Maite, who just started a new school year back in Chile, has many academic and career interests, including feminist issues, women’s health, and genetics and neuroscience, especially as they relate to mental health. But her true love is film (she is on an “Oscar marathon” to watch every best picture and best actress winner), and she wants to pursue acting. She sees art as a lever for change.

“Film is like a machine that generates empathy,” she explained. “When you go to a movie, you have to lose yourself to watch a character evolve and put yourself in their place.”

Maite looking up, smiling, in front of red and white vertical stripe backdrop

She credits her music teacher in Paris with instilling in her the confidence to use her voice, and for imparting a nugget of wisdom. “She told me that art can reflect or deform society,” Maite said. “That’s something I’ve always had in the back of my head when I watch movies.
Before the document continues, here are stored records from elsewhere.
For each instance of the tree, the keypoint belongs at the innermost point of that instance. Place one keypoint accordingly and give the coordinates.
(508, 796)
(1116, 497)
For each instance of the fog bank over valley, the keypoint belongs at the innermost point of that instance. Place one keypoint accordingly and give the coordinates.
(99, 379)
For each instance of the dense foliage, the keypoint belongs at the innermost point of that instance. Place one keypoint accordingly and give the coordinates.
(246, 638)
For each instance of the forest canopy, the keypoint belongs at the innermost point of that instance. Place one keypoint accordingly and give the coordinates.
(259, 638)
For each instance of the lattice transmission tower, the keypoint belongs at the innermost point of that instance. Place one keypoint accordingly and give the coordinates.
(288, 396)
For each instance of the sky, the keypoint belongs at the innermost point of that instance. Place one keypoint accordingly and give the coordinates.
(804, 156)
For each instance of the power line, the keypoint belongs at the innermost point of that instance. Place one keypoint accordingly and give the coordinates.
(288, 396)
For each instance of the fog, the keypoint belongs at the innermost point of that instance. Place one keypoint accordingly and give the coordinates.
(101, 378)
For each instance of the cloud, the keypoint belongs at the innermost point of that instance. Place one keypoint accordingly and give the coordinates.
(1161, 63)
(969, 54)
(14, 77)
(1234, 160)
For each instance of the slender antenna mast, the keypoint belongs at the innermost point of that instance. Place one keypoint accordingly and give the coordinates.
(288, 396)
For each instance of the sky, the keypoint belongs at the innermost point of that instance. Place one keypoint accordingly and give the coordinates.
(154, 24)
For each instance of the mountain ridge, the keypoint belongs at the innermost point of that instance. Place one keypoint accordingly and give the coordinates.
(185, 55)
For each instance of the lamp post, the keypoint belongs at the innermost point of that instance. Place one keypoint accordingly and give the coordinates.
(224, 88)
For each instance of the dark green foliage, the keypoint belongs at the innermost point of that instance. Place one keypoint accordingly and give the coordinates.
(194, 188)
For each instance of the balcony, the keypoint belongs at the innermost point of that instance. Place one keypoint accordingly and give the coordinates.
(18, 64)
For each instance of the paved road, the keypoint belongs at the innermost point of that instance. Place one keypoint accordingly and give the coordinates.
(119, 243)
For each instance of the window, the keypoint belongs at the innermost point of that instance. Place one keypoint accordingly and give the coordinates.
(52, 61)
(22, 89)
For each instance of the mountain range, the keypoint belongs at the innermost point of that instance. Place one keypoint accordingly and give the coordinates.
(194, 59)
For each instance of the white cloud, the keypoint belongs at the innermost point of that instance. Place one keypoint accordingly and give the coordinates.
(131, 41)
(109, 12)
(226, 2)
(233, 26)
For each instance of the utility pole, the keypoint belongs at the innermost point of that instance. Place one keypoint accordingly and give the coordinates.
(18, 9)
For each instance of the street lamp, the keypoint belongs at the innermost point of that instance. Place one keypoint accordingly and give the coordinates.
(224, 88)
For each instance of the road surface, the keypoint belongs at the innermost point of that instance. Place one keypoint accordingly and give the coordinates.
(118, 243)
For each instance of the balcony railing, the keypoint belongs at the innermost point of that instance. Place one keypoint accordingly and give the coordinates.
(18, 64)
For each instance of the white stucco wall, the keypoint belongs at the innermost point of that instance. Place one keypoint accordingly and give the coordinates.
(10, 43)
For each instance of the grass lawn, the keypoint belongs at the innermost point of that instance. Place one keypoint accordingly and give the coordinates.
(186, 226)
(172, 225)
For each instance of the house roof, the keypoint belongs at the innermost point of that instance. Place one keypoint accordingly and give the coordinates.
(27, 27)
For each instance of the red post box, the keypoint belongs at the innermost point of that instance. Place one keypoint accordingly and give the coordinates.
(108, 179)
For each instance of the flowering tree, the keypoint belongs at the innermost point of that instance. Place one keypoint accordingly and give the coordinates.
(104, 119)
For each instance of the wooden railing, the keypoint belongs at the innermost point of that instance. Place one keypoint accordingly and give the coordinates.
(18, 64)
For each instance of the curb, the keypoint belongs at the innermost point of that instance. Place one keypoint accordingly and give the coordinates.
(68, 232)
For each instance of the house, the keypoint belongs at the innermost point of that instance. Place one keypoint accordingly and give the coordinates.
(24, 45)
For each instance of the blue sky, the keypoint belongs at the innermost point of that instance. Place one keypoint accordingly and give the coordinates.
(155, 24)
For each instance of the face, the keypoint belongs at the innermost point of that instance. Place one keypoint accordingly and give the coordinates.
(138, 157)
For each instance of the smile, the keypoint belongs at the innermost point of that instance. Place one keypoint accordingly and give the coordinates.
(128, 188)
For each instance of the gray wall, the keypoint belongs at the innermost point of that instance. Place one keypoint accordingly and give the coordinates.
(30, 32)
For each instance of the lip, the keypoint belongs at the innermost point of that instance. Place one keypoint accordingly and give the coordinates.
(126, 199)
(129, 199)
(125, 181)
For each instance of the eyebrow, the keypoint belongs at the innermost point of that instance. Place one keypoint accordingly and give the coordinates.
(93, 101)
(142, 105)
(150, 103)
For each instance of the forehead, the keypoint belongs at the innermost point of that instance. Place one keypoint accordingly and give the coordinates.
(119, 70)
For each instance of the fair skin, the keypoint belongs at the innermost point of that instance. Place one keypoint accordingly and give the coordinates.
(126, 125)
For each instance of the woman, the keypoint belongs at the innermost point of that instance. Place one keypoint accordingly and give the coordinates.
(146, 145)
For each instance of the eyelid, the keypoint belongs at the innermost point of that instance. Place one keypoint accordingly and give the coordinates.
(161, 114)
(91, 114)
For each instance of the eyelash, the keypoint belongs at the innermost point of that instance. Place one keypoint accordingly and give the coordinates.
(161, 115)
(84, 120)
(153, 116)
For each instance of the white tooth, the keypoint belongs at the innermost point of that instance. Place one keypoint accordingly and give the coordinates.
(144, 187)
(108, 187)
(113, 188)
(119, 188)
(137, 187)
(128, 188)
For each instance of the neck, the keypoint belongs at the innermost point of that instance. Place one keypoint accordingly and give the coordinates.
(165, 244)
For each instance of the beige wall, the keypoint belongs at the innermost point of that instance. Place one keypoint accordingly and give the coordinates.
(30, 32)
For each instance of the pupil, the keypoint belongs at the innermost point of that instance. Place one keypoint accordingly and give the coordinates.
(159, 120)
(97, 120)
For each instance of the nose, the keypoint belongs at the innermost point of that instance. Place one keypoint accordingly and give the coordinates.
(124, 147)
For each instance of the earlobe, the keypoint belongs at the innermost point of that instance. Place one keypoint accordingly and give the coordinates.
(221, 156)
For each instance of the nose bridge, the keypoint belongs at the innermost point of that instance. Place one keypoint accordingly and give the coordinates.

They can reflect and at the same time, misshape it.”

She also speaks of Mel Brooks and how he talked about the different ways to get your point across. You can scream and shout about something that’s not right, or you can mock it, like he did with the Nazis in The Producers.

“When you’re being serious and shouting, people will always disagree with you,” Maite said. “Instead, when you make people laugh or cry, there’s a feeling that unites them all, and they can’t deny it. You can change the world through art.”

The world Maite would like to create is one where women can be more comfortable and have more rights. Where everyone who is living can do so in a way that is dignified. She is inspired by figures like Martin Luther King, Jr., Greta Thunberg and Kamala Harris, and hopes to have a platform herself one day where she can address the issues she cares about, including ovarian cancer research.

“I will always keep fighting to keep Madeline’s legacy alive,” she said. “Just everything that she meant, everything that she was. It just really pains me that she never got to see how much the world cares for her. And how much she meant to the world.”

Maite, we thank you for your commitment to the fight against ovarian cancer. And we have no doubt we will see you on the world’s stage one day, using your voice for good.

Maite smiling outdoors

In early 1999, the funny and beloved actress Madeline Kahn was diagnosed with ovarian cancer, and publicly announced her disease in an effort to raise awareness so that more people could be diagnosed at earlier stages. On December 3, 1999, at the age of 57, Madeline succumbed to the disease. Her husband, John W. Hansbury, joined the Board of Directors of Ovarian Cancer Research Fund (now OCRA) and created the annual “Stand Up for Madeline” comedy event in tribute to his late wife and to raise funds for research.